SOSYAL SORUMLULUK PROJESİ KAPSAMINDA İSTENENLER MASUM VE MAKUL

Sosyal sorumluluk projeleri. Bakın Pekintaş büyük bir okul yaptı değil mi? Düzce Cam okul yaptı. Bu firma, bunlardan belki üç aşağı beş yukarı çok oynamaz aralarında ekonomik olarak. Ya Yığılca’nın nesi var? Yığılca ne istemiş sizden ya? Yazık günah değil mi ya?

İki kamyonun, bir parke tesisinin, bir de pazar yeri betonu ne kadar büyüdü ya.

Ama bu kuru bir inatsa, kuru bir inat, herkes bir adım iki adım geri giderse bu işler çözülür.

Ama bu işleri çözmesi için görevlendirilen, irade verilen noktalar da gerçekten gerek iş adamının, yatırımcının, üreticinin, üretenin menfaatine aykırı olmadan gerek bir makus talihi olan bir bölgenin kaderini etkilemeden ortak bir akılla çözüm üretmeliler, üretilmeli.

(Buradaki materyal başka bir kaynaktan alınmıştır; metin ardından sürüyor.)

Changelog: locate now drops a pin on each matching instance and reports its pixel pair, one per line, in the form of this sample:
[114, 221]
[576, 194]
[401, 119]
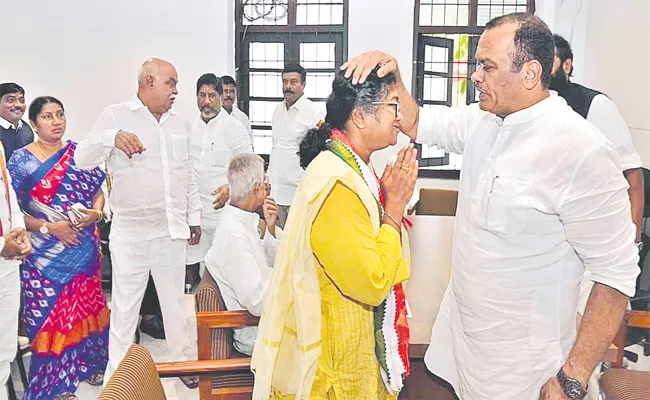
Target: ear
[566, 66]
[531, 74]
[358, 118]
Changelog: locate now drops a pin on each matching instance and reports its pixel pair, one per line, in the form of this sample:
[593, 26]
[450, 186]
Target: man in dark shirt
[14, 132]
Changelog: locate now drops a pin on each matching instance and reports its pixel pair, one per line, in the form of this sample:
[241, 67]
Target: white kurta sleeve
[595, 211]
[606, 117]
[447, 127]
[92, 151]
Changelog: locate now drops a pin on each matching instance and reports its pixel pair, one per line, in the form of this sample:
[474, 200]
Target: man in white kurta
[215, 138]
[541, 198]
[291, 121]
[155, 204]
[240, 262]
[13, 241]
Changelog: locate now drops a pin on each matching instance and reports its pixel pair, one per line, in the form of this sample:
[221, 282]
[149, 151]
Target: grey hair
[245, 173]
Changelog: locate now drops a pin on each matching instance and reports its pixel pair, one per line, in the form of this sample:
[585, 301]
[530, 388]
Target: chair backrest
[208, 299]
[135, 378]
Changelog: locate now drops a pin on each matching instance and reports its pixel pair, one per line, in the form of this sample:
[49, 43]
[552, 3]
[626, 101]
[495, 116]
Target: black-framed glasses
[390, 103]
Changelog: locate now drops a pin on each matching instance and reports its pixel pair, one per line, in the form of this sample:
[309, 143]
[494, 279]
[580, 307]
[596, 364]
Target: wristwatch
[572, 388]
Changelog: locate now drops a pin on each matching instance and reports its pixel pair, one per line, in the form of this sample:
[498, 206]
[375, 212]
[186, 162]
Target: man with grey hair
[155, 204]
[239, 261]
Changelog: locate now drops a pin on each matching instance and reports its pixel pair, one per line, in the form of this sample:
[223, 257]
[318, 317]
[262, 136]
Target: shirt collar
[135, 104]
[247, 218]
[532, 112]
[7, 125]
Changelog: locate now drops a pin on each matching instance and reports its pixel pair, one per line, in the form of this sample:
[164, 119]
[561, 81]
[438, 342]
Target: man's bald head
[157, 81]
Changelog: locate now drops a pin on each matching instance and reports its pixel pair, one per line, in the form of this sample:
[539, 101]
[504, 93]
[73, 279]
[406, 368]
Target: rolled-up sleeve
[604, 114]
[595, 211]
[95, 148]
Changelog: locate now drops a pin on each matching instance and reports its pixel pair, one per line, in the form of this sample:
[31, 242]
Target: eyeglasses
[390, 103]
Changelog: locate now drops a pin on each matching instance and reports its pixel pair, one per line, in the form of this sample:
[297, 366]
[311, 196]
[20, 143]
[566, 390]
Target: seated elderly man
[238, 260]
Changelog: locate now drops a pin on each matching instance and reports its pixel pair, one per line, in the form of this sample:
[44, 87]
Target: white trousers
[9, 305]
[132, 262]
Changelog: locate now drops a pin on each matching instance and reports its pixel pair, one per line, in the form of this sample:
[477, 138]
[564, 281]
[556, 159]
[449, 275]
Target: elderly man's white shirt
[541, 197]
[241, 264]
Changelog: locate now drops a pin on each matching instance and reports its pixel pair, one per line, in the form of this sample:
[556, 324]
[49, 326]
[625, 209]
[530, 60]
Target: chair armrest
[202, 367]
[226, 319]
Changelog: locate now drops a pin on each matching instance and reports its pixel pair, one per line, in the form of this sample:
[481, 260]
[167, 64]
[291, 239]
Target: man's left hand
[195, 235]
[552, 391]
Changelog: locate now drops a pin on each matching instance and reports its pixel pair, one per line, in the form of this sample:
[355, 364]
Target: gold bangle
[393, 219]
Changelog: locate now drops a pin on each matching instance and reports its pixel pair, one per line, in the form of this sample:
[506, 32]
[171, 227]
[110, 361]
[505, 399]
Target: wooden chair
[232, 379]
[618, 383]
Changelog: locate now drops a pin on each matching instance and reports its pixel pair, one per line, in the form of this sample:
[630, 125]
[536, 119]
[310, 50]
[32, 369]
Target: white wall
[617, 56]
[87, 53]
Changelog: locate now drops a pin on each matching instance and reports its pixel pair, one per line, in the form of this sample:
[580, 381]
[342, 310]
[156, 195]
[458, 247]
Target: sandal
[96, 380]
[192, 382]
[66, 396]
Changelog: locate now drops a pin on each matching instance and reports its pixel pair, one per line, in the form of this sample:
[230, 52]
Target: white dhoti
[132, 262]
[9, 305]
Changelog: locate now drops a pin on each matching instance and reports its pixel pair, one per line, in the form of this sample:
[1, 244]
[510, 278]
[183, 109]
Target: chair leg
[22, 370]
[11, 391]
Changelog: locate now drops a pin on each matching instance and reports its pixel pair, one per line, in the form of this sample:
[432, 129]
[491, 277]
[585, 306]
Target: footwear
[153, 327]
[192, 382]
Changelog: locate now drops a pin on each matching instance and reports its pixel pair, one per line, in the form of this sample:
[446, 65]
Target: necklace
[38, 144]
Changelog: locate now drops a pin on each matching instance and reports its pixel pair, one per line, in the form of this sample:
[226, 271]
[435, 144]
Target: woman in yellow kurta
[335, 298]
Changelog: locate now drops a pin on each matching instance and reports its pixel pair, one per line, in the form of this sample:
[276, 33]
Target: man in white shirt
[239, 261]
[229, 100]
[215, 138]
[15, 245]
[541, 197]
[291, 120]
[155, 204]
[601, 111]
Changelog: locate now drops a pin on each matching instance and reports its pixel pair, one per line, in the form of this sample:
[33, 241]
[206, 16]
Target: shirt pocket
[180, 147]
[507, 206]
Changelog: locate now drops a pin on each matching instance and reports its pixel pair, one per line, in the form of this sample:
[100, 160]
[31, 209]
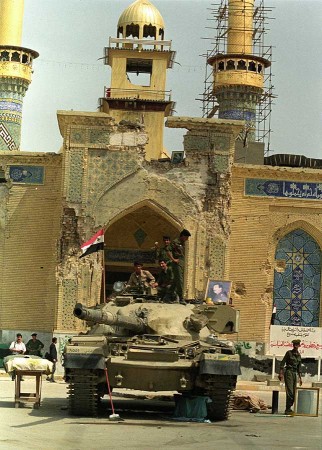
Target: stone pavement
[146, 425]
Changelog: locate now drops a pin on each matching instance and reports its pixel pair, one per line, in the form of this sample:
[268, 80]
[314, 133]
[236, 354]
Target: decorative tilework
[75, 179]
[7, 141]
[217, 258]
[27, 174]
[297, 289]
[78, 136]
[106, 168]
[221, 163]
[100, 137]
[283, 189]
[117, 255]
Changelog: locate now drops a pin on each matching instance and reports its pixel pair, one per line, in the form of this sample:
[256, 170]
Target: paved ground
[146, 425]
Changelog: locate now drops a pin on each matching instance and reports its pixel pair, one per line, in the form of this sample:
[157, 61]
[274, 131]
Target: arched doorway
[132, 238]
[297, 286]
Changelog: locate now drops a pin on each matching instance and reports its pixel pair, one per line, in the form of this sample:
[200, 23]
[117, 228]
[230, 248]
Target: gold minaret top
[11, 19]
[141, 12]
[139, 58]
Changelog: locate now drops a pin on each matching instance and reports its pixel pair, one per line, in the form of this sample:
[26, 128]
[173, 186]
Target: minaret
[15, 72]
[238, 74]
[139, 58]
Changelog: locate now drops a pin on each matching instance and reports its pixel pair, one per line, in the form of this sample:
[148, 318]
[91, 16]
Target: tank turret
[106, 317]
[148, 345]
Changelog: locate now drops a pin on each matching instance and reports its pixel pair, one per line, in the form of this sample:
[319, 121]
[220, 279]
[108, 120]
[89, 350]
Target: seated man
[166, 283]
[140, 279]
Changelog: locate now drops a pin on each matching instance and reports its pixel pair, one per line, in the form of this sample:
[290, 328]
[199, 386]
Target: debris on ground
[248, 402]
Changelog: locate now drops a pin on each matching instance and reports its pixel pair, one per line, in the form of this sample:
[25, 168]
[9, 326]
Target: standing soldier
[53, 358]
[292, 362]
[177, 257]
[140, 279]
[165, 283]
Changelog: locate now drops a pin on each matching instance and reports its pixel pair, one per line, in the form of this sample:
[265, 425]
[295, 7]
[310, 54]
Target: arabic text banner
[281, 338]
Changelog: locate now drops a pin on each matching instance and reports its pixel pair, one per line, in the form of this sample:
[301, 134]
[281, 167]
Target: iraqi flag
[273, 315]
[94, 244]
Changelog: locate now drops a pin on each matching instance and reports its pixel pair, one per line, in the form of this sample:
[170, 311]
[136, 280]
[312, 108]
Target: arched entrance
[132, 238]
[297, 286]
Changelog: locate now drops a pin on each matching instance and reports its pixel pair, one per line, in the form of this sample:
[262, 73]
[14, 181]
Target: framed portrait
[177, 157]
[306, 402]
[218, 291]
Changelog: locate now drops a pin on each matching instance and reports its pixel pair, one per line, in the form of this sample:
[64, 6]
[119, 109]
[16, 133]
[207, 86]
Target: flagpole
[103, 277]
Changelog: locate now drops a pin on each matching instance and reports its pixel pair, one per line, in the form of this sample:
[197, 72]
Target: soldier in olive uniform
[34, 346]
[290, 370]
[163, 252]
[166, 283]
[177, 256]
[140, 279]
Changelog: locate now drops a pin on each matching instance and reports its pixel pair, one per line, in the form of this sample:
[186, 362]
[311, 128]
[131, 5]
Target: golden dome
[141, 12]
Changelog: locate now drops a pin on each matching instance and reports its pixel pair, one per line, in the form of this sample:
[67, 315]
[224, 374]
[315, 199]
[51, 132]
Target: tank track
[220, 390]
[83, 394]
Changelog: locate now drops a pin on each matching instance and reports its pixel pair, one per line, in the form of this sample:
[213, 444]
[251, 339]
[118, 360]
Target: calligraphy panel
[283, 189]
[281, 340]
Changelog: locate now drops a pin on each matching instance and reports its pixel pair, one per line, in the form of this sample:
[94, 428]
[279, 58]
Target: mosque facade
[254, 220]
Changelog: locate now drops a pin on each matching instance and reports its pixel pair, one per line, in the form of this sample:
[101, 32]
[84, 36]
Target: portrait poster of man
[218, 291]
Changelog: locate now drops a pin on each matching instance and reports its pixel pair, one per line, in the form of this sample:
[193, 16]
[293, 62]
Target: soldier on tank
[140, 279]
[165, 283]
[291, 370]
[177, 257]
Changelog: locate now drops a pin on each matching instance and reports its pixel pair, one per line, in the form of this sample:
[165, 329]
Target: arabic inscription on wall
[283, 189]
[281, 338]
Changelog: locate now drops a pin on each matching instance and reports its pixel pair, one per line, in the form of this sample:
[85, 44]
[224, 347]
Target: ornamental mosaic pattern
[6, 139]
[283, 189]
[75, 179]
[117, 255]
[297, 289]
[216, 258]
[106, 168]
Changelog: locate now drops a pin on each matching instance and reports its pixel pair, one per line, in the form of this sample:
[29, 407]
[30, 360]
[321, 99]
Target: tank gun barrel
[135, 324]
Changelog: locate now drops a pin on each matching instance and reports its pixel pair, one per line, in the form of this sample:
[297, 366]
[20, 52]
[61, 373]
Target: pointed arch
[297, 278]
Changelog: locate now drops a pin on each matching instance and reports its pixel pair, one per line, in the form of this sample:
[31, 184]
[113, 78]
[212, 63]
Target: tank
[142, 344]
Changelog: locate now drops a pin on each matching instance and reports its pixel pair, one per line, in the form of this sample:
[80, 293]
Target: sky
[70, 36]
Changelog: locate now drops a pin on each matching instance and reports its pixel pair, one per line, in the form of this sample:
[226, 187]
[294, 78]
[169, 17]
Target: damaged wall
[257, 225]
[30, 226]
[106, 178]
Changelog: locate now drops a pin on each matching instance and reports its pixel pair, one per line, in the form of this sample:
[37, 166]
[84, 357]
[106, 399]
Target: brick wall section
[29, 248]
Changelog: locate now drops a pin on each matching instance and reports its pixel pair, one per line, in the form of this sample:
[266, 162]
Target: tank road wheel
[83, 395]
[220, 390]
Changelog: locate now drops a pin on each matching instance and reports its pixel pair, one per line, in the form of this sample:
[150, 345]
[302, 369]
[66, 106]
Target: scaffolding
[210, 107]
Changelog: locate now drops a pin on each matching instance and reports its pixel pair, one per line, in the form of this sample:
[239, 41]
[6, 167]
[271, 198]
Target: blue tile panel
[27, 174]
[283, 189]
[297, 289]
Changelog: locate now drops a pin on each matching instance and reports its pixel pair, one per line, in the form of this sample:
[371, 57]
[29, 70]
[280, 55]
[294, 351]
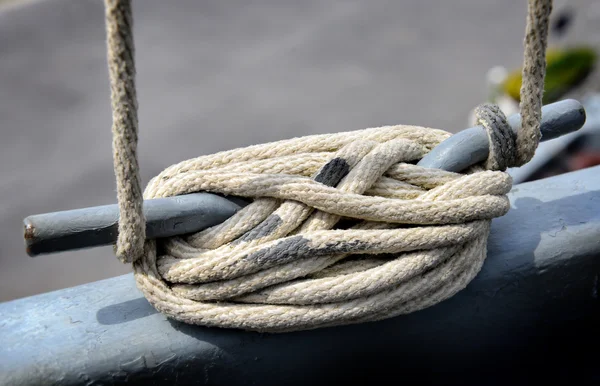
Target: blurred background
[215, 75]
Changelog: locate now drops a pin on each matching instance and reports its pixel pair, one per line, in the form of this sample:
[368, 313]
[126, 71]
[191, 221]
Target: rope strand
[343, 228]
[121, 66]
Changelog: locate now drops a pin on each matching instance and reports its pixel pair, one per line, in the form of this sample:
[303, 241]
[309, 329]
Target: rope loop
[343, 228]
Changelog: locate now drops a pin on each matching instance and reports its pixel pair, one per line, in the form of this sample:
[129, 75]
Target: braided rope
[121, 66]
[342, 228]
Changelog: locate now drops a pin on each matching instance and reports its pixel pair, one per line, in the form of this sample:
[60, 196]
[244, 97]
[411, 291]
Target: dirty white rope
[343, 228]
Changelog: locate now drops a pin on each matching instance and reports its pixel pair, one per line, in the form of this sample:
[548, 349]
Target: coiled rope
[343, 228]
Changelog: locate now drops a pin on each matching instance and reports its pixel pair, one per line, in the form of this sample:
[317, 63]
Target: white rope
[343, 228]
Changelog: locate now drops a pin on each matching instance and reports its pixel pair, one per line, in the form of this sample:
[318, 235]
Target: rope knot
[502, 138]
[342, 228]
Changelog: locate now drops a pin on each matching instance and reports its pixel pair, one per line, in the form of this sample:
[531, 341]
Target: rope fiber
[343, 228]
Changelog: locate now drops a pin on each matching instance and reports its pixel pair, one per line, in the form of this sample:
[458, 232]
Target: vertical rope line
[121, 66]
[532, 86]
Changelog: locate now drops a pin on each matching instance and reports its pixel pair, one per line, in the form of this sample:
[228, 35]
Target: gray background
[215, 75]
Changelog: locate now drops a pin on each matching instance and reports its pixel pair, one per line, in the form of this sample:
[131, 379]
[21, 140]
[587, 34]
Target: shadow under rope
[522, 227]
[498, 313]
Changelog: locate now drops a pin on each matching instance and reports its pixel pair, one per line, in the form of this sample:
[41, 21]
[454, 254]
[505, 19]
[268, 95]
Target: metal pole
[471, 146]
[89, 227]
[530, 314]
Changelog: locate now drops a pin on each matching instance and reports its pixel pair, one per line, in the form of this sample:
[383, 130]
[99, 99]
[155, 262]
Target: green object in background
[565, 69]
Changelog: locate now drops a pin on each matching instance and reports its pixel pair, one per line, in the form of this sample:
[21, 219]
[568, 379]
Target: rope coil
[343, 228]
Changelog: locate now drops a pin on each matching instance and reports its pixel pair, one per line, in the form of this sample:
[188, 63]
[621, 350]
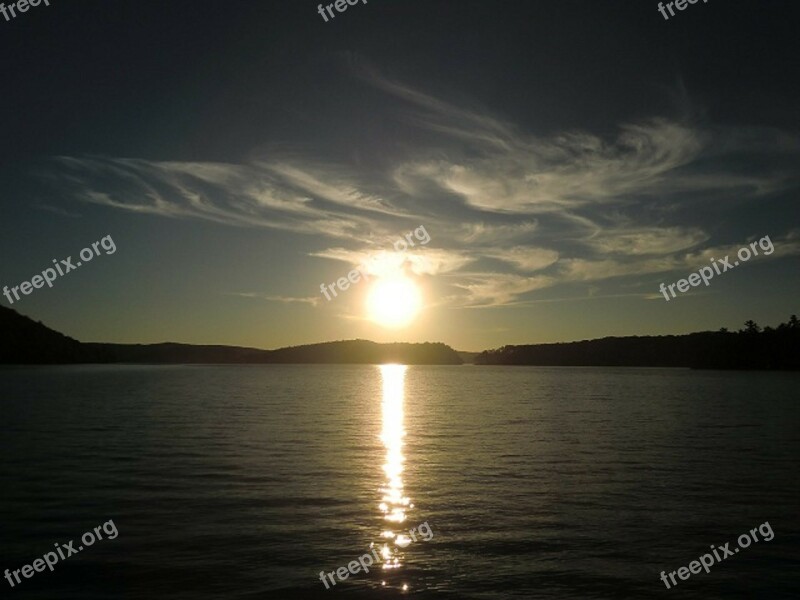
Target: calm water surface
[245, 482]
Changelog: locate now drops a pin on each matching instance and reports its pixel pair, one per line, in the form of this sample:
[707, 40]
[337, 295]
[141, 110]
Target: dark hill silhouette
[749, 348]
[25, 341]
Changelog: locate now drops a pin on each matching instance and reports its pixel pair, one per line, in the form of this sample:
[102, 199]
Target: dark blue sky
[565, 157]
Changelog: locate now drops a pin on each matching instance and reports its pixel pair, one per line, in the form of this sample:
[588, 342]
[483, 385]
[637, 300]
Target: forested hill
[749, 348]
[24, 341]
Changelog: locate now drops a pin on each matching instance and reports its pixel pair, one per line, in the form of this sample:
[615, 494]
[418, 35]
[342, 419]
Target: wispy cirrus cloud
[569, 208]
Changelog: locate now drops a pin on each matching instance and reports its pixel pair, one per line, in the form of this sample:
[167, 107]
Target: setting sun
[394, 302]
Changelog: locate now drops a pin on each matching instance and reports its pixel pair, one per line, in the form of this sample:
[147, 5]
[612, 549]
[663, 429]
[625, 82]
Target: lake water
[244, 482]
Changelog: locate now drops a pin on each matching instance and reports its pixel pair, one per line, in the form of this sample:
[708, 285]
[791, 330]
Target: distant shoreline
[30, 343]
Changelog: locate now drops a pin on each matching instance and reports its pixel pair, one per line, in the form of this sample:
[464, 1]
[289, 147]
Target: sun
[394, 302]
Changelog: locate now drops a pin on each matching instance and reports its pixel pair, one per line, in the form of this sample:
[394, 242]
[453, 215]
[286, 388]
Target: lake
[244, 482]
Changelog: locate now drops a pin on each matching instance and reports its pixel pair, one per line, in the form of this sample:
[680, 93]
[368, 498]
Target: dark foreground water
[245, 482]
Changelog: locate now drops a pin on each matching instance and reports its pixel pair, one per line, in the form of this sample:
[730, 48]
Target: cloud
[573, 207]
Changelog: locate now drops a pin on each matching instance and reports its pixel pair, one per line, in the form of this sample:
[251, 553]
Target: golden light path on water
[394, 504]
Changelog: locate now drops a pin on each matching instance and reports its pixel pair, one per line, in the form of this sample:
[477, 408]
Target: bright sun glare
[394, 302]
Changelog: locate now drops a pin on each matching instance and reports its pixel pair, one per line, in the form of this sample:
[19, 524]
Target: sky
[562, 159]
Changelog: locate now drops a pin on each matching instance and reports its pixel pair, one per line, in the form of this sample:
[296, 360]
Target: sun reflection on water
[394, 504]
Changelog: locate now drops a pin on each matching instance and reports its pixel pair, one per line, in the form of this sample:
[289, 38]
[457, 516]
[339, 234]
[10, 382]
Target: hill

Bunlar buraya kadar geldiyse demek ki çözülmüyor. Sıkıntı var. Sıkıntılar iradeyle ve idareyle çözülür. He şunu da diyebilirsiniz bana. Bu FETÖ iltisaklı olaylardan bahsediyordunuz. Ne oldu? Devam ediyor.

Devam ediyor ve sonuçlarını önümüzdeki günlerde hep beraber göreceğiz. Hep beraber değerlendireceğiz.

Hoşça kalın, dostça kalın. Allah'a emanet olun.